Amino Acid Sequence Studies of Immunoglobulins: Implications for the Storage, Processing, and Expression of Genetic Information
Author: Loh, Elwyn Yuan
Year: 1979
Degree: Dissertation (Ph.D.)
Advisor: Hood, Leroy E.
Committee Member: Unknown, Unknown
Option: Biochemistry
DOI: 10.7907/k7yv-gs86
Abstract
Antibody molecules form a highly complex set of proteins. A central problem in immunology has been how the information coding for these proteins is stored, processed, and expressed.

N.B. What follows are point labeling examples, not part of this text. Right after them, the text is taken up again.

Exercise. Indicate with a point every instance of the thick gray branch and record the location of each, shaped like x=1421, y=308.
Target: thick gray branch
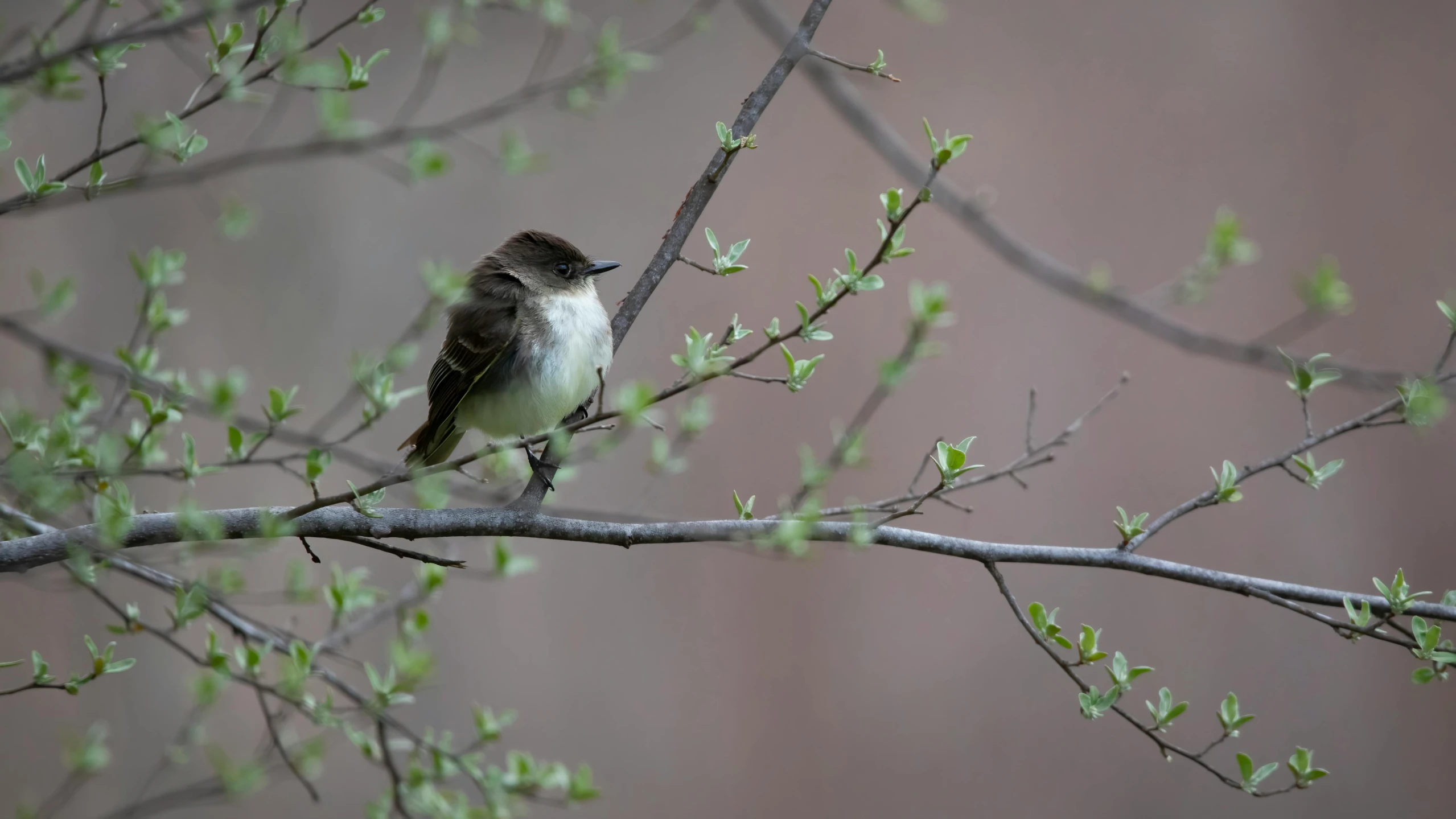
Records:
x=411, y=524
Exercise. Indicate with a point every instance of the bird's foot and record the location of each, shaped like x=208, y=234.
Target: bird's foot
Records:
x=539, y=469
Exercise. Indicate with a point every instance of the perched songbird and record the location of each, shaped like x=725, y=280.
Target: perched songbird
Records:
x=523, y=348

The constant region sequences of two rat K light chain allotypes have been partially sequenced. These allotypes segregate in the Mendelian fashion. In the eighty-one constant region residues compared, 10 amino acid substitutions and one size difference were found. This large number of substitutions raise the possibility that the structural genes for both forms may exist in all rats and the inherited marker is a regulatory gene controlling the expression of one or the other forms.

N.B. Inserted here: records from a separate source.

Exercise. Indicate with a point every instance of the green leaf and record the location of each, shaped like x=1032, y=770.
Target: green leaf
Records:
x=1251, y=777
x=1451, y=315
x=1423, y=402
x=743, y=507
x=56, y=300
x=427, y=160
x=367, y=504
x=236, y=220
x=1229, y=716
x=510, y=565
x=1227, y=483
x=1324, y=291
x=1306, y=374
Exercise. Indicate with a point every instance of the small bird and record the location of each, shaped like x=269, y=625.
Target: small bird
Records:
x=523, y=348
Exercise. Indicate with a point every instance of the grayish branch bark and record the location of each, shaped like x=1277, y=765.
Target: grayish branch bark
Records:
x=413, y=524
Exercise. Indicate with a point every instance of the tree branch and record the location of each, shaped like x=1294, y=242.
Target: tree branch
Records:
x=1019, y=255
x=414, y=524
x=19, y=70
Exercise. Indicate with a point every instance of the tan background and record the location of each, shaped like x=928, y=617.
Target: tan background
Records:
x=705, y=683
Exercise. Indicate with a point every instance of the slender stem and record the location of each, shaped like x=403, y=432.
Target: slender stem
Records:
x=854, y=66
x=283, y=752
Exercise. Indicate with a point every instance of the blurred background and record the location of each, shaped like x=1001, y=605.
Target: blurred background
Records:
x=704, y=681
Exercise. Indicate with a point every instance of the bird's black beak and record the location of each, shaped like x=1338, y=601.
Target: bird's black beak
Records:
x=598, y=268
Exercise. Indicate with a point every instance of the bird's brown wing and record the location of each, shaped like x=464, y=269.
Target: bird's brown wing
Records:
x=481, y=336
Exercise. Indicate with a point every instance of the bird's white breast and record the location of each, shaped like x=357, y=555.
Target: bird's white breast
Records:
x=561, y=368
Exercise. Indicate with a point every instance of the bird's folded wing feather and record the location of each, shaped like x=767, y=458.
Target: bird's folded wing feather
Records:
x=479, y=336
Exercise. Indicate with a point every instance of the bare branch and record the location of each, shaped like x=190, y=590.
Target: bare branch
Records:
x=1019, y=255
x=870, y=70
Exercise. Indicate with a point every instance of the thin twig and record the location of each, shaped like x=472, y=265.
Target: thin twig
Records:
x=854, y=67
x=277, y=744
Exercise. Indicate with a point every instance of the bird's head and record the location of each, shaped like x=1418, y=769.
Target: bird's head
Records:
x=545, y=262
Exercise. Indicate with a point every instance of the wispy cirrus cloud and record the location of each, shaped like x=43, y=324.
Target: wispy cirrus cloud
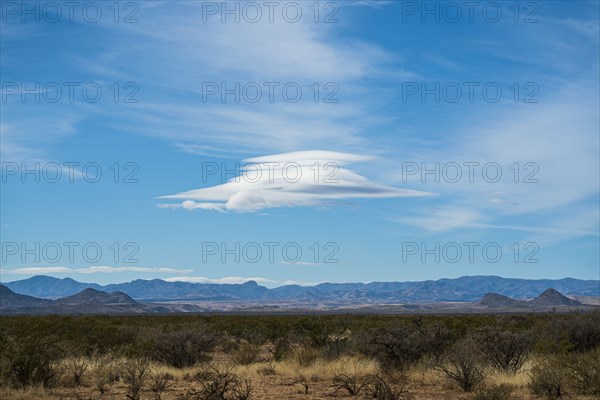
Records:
x=91, y=270
x=296, y=179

The diversity of immunoglobulins is reflected in the diversity of myeloma proteins and much of our knowledge of antibodies comes from studies of myeloma proteins. However, the window, created by the myeloma tumors, may be a biased one. By comparing the N-terminal amino acid sequences of myeloma light chains from two inbred strains of mice, BALB/c and NZB, we have found differences which suggest that different populations of lymphocytes are being transformed in the two strains. Thus the true diversity of immunoglobulins may be greater than that seen in myeloma proteins.

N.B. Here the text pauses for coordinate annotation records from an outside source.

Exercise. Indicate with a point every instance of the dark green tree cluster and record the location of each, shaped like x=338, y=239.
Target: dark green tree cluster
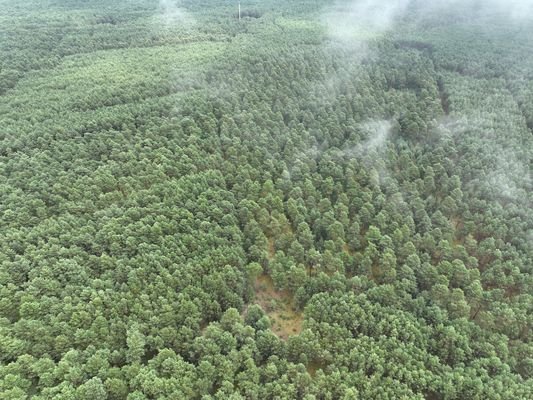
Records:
x=156, y=159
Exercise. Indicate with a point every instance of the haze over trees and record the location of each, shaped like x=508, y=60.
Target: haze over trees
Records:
x=321, y=200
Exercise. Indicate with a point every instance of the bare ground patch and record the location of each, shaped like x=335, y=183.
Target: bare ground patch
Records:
x=285, y=319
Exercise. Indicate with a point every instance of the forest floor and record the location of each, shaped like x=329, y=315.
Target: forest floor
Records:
x=285, y=319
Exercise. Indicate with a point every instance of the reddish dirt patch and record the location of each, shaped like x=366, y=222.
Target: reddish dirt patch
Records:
x=285, y=319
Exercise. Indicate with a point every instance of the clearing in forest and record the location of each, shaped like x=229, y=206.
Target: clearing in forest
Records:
x=285, y=319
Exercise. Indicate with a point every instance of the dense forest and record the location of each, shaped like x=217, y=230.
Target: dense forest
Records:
x=314, y=199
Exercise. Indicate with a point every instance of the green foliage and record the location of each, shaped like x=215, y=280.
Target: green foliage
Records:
x=158, y=159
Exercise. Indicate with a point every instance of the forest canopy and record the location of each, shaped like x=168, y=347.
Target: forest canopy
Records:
x=323, y=199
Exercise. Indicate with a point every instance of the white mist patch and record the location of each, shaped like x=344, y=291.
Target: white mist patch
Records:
x=170, y=14
x=357, y=21
x=378, y=134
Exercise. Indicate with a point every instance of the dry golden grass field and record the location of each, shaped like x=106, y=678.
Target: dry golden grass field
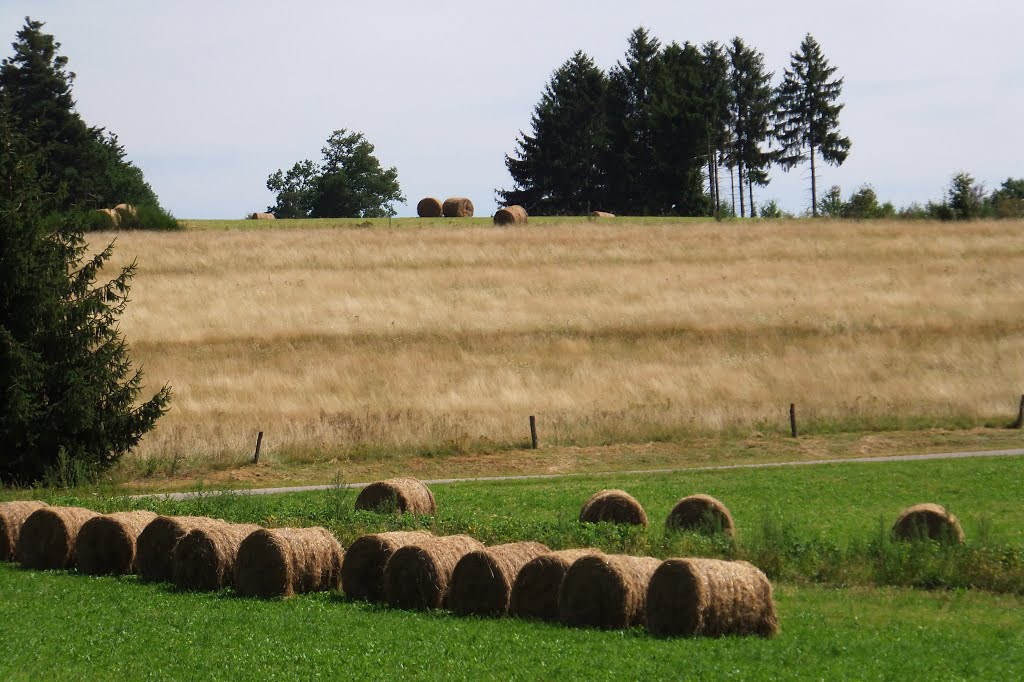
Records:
x=343, y=344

By sequencing a set of closely related variable regions, one can ask the question -- what are the protein products co9ed by a single germ line gene? The nearly complete variable regions of twenty-two K chains have been sequenced using newly developed automated sequencing technology. This data shows that at least six genes code for this set, assuming that the somatic diversity generating mechanisms cannot produce multiple parallel mutations. Within each subset of these sequences, coded for by at least one gene, additional variations occur both inside and outside the hypervariable regions, although predominately inside. In addition, the sequence of the approximately twelve residues preceeding the constant region do not correlate with the rest of the variable region. We have termed this region the S or switch region and suggest that it is coded for by a separate segment of DNA that is reorganized during differentiation much in the same way as V and C regions are rearranged.